Often, then, their music has a vague familiarity. O'Hagan must be heartily sick of the Beach Boys comparisons that've dogged him for years and, in truth, there isn't much of Wilson madness left in his gradually unravelling song-structures. But those straining three-part harmonies that drift in and out of many songs here provide an anchor, a safe point of entry. Essentially, they're where a great esoteric record collection fuses and mutates, where on 'The Sun Beats Down', say, you're forced to comprehend West Coast vocals, Brazilian melodies, jazz vibes, leafy exotica, German electronics and a certain English quaintness all at once.

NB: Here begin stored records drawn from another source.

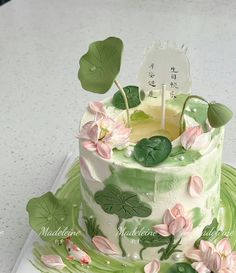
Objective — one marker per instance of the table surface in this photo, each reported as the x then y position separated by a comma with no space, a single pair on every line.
42,100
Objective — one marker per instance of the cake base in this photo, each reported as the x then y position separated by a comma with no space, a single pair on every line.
101,263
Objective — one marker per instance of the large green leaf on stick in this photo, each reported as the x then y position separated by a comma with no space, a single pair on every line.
100,65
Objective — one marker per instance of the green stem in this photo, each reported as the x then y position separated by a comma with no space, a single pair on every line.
141,252
125,100
165,253
182,123
120,238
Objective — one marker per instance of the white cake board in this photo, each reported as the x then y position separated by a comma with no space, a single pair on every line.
23,264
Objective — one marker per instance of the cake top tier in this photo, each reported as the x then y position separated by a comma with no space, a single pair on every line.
156,126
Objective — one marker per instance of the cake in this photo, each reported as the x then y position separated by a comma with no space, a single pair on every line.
150,179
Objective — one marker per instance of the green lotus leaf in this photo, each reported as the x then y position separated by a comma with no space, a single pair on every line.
132,94
218,114
93,228
154,240
181,267
209,233
124,204
100,65
47,214
152,151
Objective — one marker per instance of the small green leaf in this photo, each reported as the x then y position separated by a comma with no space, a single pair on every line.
92,227
100,65
208,233
47,214
154,240
139,115
132,94
218,114
150,152
181,268
124,204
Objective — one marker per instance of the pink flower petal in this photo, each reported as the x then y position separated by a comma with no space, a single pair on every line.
176,228
200,267
84,131
188,225
152,267
188,137
89,145
162,230
205,245
215,262
194,254
104,245
97,107
224,247
53,261
168,217
93,133
177,211
104,150
195,186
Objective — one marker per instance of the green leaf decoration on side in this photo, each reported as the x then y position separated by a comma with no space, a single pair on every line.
100,65
151,240
178,152
181,268
197,216
124,204
92,227
139,115
152,151
209,233
218,114
47,214
132,94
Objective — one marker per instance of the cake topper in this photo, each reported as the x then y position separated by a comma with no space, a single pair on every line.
165,69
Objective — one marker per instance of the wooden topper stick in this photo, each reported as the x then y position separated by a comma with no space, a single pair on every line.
163,107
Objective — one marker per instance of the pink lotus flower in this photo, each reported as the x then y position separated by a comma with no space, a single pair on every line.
104,245
97,107
53,261
208,258
195,139
104,134
175,222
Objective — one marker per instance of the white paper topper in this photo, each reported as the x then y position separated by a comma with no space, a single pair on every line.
167,65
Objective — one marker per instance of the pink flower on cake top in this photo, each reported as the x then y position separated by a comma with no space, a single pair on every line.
104,245
75,253
217,259
175,222
104,134
194,138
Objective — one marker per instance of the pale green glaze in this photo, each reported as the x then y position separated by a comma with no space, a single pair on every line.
71,191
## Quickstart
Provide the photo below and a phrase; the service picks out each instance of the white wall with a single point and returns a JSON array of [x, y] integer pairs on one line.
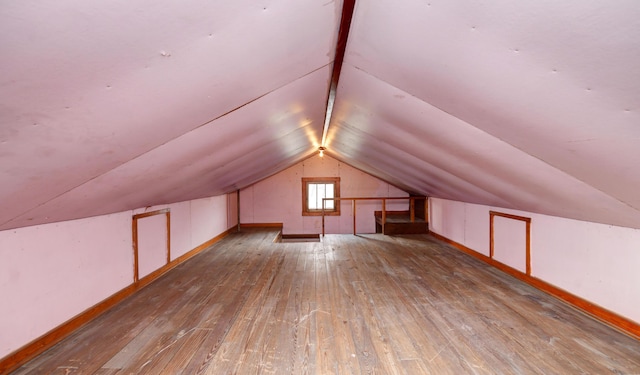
[[596, 262], [50, 273], [278, 199]]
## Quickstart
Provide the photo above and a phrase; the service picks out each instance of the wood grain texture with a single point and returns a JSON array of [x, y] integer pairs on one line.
[[351, 304]]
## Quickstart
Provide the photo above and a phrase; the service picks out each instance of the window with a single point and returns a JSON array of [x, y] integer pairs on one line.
[[314, 190]]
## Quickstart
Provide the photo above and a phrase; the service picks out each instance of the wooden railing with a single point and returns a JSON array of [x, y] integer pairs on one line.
[[412, 207]]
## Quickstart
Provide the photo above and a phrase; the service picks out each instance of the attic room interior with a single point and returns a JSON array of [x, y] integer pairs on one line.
[[299, 186]]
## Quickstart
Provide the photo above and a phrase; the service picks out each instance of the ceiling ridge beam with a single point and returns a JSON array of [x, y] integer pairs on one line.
[[341, 46]]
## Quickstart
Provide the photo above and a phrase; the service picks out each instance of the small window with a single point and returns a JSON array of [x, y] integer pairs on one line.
[[314, 190]]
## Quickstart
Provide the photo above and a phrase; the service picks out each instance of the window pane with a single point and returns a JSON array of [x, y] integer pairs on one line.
[[312, 196], [329, 205], [316, 192], [321, 194]]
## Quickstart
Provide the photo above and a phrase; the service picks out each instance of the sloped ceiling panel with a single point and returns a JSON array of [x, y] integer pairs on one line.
[[527, 105], [98, 100]]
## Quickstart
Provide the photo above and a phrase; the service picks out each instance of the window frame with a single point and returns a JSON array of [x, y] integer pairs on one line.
[[320, 180]]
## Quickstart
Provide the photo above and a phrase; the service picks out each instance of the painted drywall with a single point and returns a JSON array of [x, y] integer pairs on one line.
[[278, 199], [596, 262], [49, 273]]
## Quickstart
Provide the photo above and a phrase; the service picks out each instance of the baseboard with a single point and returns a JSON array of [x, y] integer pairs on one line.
[[260, 225], [608, 317], [49, 339]]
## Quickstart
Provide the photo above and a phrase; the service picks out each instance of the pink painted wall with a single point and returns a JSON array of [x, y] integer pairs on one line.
[[49, 273], [278, 199], [597, 262]]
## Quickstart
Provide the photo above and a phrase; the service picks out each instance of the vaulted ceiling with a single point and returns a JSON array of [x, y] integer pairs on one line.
[[109, 106]]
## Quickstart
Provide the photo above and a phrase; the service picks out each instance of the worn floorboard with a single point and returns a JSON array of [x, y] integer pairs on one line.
[[348, 305]]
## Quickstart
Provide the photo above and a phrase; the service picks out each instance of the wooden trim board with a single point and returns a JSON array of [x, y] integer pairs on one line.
[[49, 339], [610, 318]]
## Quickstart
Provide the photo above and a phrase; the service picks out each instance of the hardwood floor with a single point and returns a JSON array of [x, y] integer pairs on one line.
[[351, 304]]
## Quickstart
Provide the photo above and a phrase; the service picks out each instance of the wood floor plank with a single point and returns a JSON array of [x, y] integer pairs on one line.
[[369, 304]]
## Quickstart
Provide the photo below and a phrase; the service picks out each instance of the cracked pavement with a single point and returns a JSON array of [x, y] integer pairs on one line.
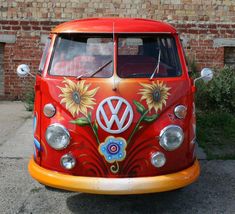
[[214, 192]]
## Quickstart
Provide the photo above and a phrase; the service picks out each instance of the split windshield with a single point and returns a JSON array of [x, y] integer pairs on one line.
[[139, 56], [83, 55]]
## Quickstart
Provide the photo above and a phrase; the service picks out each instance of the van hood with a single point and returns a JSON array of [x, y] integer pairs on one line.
[[113, 122]]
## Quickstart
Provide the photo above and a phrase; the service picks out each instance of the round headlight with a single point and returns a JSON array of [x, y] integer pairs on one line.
[[180, 111], [49, 110], [171, 137], [158, 159], [67, 161], [57, 136]]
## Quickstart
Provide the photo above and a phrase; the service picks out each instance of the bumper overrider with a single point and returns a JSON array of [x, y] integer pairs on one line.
[[115, 186]]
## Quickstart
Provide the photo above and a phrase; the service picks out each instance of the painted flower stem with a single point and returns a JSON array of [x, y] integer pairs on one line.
[[137, 126], [114, 168], [94, 131]]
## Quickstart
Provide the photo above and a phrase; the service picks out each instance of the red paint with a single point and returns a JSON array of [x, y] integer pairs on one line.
[[83, 143]]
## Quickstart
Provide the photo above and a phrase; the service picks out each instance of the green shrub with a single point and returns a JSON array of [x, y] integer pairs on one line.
[[219, 93]]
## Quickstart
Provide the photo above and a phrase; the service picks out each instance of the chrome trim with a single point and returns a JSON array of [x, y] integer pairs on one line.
[[64, 129], [156, 154], [164, 130], [52, 108]]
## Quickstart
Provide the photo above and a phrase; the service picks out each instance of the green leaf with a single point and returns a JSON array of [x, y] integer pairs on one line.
[[150, 119], [95, 127], [139, 107], [83, 121]]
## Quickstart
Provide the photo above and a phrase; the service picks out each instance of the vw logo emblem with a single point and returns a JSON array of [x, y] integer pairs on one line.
[[114, 115]]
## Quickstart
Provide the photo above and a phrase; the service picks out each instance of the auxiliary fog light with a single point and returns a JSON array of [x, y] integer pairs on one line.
[[68, 161], [180, 111], [171, 137], [158, 159], [49, 110], [57, 136]]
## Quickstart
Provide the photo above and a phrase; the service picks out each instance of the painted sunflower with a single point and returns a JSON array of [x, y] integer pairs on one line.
[[76, 96], [155, 94]]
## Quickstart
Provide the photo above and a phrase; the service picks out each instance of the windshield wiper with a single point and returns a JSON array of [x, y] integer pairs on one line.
[[97, 71], [158, 65]]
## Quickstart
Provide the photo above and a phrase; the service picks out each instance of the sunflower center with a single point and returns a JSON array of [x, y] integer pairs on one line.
[[76, 97], [156, 95]]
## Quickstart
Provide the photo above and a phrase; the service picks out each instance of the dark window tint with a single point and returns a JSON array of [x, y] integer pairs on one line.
[[83, 55], [138, 56]]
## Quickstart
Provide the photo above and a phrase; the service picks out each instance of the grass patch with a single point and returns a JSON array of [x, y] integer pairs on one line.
[[216, 134]]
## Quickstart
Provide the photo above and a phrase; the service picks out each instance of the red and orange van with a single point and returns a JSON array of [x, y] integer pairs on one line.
[[114, 108]]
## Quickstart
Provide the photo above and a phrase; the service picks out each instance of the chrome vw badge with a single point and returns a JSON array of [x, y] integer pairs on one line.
[[114, 115]]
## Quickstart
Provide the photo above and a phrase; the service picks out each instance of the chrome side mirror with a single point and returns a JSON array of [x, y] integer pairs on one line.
[[206, 75], [23, 70]]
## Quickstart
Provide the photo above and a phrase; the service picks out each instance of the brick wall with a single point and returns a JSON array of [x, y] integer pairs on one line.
[[199, 22]]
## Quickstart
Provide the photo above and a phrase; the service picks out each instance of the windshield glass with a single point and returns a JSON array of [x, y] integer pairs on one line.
[[138, 56], [83, 55]]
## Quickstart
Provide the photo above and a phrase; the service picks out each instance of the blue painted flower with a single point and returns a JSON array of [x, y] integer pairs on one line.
[[113, 149]]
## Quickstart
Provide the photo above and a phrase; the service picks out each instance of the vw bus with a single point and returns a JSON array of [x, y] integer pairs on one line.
[[114, 108]]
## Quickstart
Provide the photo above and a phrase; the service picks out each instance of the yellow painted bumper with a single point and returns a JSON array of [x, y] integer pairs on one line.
[[115, 186]]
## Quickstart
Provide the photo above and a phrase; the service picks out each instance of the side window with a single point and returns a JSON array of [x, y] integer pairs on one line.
[[44, 55]]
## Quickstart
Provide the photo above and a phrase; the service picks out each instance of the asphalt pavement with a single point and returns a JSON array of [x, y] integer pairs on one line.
[[214, 192]]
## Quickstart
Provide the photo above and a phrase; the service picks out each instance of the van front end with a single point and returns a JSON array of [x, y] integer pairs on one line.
[[114, 110]]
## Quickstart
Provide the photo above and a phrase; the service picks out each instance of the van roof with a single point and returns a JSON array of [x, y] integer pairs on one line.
[[117, 25]]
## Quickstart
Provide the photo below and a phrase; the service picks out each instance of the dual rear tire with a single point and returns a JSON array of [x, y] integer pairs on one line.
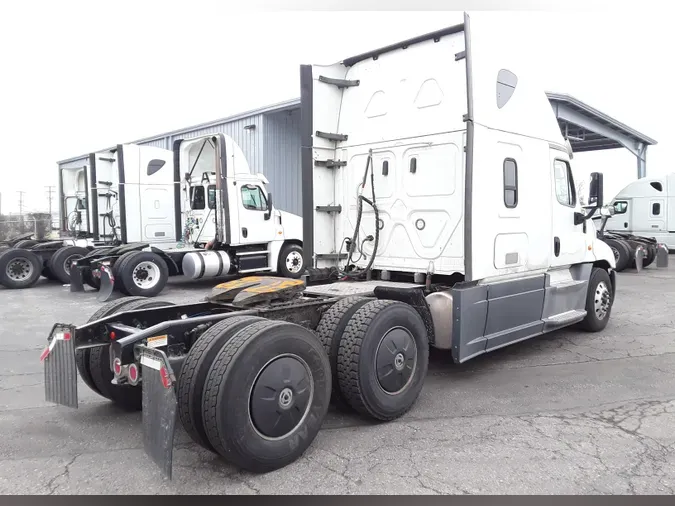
[[255, 391]]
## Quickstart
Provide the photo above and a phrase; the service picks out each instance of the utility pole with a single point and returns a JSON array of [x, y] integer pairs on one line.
[[21, 202], [50, 191]]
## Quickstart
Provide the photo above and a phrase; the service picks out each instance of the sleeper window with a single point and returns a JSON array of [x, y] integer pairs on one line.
[[212, 196], [197, 197], [510, 183], [620, 207], [564, 183], [253, 198]]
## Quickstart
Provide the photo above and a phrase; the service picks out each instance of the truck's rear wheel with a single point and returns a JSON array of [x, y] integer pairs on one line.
[[621, 253], [266, 395], [127, 397], [144, 274], [383, 359], [61, 261], [82, 356], [599, 301], [19, 268], [291, 261], [330, 331], [193, 373], [25, 244]]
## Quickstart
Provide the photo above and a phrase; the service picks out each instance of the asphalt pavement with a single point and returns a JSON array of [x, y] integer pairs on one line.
[[566, 413]]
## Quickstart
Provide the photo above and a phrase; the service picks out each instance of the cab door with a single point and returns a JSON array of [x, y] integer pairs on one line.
[[256, 218], [568, 242]]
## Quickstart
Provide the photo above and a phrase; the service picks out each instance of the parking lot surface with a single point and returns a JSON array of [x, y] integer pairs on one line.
[[566, 413]]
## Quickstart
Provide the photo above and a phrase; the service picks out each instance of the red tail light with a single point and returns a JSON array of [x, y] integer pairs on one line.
[[132, 374]]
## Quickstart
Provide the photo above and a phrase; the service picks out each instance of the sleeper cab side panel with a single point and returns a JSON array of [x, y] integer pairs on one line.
[[488, 317]]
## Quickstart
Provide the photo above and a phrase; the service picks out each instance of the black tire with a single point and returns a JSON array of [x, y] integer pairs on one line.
[[234, 410], [25, 244], [195, 369], [60, 262], [599, 292], [127, 271], [82, 356], [621, 253], [115, 270], [291, 253], [90, 280], [19, 268], [358, 355], [127, 397], [330, 331]]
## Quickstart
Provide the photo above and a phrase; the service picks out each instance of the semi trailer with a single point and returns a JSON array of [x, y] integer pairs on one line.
[[196, 210], [142, 220], [438, 204]]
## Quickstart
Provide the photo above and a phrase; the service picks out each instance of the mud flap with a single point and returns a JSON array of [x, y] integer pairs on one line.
[[59, 366], [107, 284], [76, 278], [662, 256], [159, 407], [639, 258]]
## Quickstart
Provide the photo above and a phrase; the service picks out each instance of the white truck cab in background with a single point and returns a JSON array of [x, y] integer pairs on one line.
[[196, 210], [646, 207]]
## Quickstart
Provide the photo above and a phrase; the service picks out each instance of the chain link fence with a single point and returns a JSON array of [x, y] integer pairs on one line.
[[40, 224]]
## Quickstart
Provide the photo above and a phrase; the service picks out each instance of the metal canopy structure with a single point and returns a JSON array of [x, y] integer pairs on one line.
[[591, 130]]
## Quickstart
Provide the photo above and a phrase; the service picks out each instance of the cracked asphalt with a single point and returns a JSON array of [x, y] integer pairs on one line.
[[566, 413]]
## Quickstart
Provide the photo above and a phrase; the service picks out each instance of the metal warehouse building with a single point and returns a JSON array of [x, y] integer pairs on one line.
[[269, 137]]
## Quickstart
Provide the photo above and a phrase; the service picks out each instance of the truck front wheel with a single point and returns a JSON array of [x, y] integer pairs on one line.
[[599, 300], [291, 261], [142, 274]]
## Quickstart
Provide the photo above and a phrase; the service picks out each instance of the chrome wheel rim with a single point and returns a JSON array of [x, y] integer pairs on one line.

They've been doing this since 1994's superb 'Gideon Gaye', of course, and the gently unstoppable 'Track Goes By', from that album, remains a highlight of the set. What has changed, though, is the size of the sound. Where once The High Llamas often resembled a decent-sized orchestra, with copious horns and strings, now they're down to a six-piece. O'Hagan was a dab hand at guitar solos in '80s indie heroes Microdisney and on his interim solo records, but now he seems to play fewer and fewer notes. You get the impression that he's following some hardline process of elimination in his music, cutting everything down to skeletal, unadorned forms.
It's often fascinating to hear, though it's hard not to feel nostalgic when confronted with these frail shadows of songs that used to be grandiose statements. Clearly, O'Hagan's made an artistic decision to scale down his castles in the air to a cottage industry, but you wonder where it'll all end. Perhaps The High Llamas are on the longest fade-out in musical history, gradually paring down their sound, cutting out more and more instruments, using fewer and fewer notes, until there's literally nothing left. Frustrating - but what a brilliant way to go.